Resumen de Theoretical and experiental study of electronic transport and structure in atomic-sized contacts
We can summarize the main achievements in this thesis work as follows:
a) The first stage of the formation of an atomic-sized contact and the process of its breakage have been studied and modeled for different materials. These two phenomena are shown to undergo respectively through a Jump to contact and a Jump out of contact process. Our studies provide information on the influence on both processes of the geometries of the nanocontacts before the contact and before breaking the contact.
Moreover, a relationship between these atomic scale processes and the macroscopic properties of the materials have been provided through a systematic study for different materials.

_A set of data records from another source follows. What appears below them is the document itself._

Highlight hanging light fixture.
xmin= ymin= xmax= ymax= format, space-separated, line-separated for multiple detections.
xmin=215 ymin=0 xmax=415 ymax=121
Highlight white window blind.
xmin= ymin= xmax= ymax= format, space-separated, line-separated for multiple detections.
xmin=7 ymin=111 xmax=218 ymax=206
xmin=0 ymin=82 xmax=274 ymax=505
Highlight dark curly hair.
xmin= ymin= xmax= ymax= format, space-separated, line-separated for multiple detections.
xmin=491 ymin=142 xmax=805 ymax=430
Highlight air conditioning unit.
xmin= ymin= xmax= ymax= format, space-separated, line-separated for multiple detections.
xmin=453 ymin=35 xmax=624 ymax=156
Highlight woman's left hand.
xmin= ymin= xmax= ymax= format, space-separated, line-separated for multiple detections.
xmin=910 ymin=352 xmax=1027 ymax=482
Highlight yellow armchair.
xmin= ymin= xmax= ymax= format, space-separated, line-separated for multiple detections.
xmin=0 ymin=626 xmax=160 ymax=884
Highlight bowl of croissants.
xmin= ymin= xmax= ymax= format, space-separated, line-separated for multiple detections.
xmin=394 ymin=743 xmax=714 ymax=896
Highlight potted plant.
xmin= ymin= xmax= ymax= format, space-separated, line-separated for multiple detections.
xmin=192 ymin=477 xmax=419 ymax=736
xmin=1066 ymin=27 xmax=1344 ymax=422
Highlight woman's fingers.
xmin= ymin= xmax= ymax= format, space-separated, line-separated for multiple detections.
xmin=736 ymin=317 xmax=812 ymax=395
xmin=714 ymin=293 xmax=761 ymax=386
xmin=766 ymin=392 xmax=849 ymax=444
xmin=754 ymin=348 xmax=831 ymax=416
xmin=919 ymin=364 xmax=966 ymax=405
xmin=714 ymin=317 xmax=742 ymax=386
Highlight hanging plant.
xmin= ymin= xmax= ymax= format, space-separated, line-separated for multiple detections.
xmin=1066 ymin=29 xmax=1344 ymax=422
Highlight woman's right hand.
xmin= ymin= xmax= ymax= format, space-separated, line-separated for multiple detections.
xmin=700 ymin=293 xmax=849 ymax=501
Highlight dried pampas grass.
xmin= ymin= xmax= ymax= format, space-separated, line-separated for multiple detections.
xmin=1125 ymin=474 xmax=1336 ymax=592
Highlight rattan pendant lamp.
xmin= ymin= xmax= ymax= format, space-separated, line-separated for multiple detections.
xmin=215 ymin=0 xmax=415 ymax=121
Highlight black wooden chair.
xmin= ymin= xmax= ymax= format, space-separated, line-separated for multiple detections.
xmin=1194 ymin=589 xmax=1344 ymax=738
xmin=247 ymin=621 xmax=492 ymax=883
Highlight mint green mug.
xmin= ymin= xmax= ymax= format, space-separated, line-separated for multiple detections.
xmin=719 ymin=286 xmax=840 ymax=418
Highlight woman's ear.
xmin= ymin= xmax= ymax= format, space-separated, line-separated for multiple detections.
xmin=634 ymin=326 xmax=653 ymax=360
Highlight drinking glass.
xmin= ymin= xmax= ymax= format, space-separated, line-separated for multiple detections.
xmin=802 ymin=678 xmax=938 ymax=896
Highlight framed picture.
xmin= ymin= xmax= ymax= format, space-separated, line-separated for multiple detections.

b) We show that it is possible to create stable and atomically well-defined tips through a ``mechanical annealing'' process involving the repeated indentation of an electrode into a surface as long as the indentation is limited to a few conductance quanta (approx 5G0) in the case of gold). Simulations provide an explanation showing how, under repeated indentations, two pyramidal tips with (111) faces form.
c) We provide experimental evidence for the formation of diatomic long chains in gold.
These diatomic chains have been confirmed in MD simulations and their conductance, as obtained by DFT, is in agreement with the experimentally measured values. Moreover, we show that there is a relationship between the formation of long monoatomic chains and diatomic chains in gold since normally these double stranded chains evolve to form the monoatomic ones d) Finally, our experiments show that a nanocontact between two Bismuth electrodes at room conditions presents an almost constant conductance close to 1G0 when stretched. We can understand this phenomena as a result of pulling a single bilayer of Bi(111) when such bilayer conducts a constant conductance of a quantum.
Tight-Binding calculations on these structures show that these results can be understood as a manifestation of topological insulator behavior. This result provides a possible path to create topological insulators at room temperature.
Therefore, we can say that this work has improved our understanding on how two metals connect at the atomic scale, as well as how a nanocontact breaks also at an atomic level.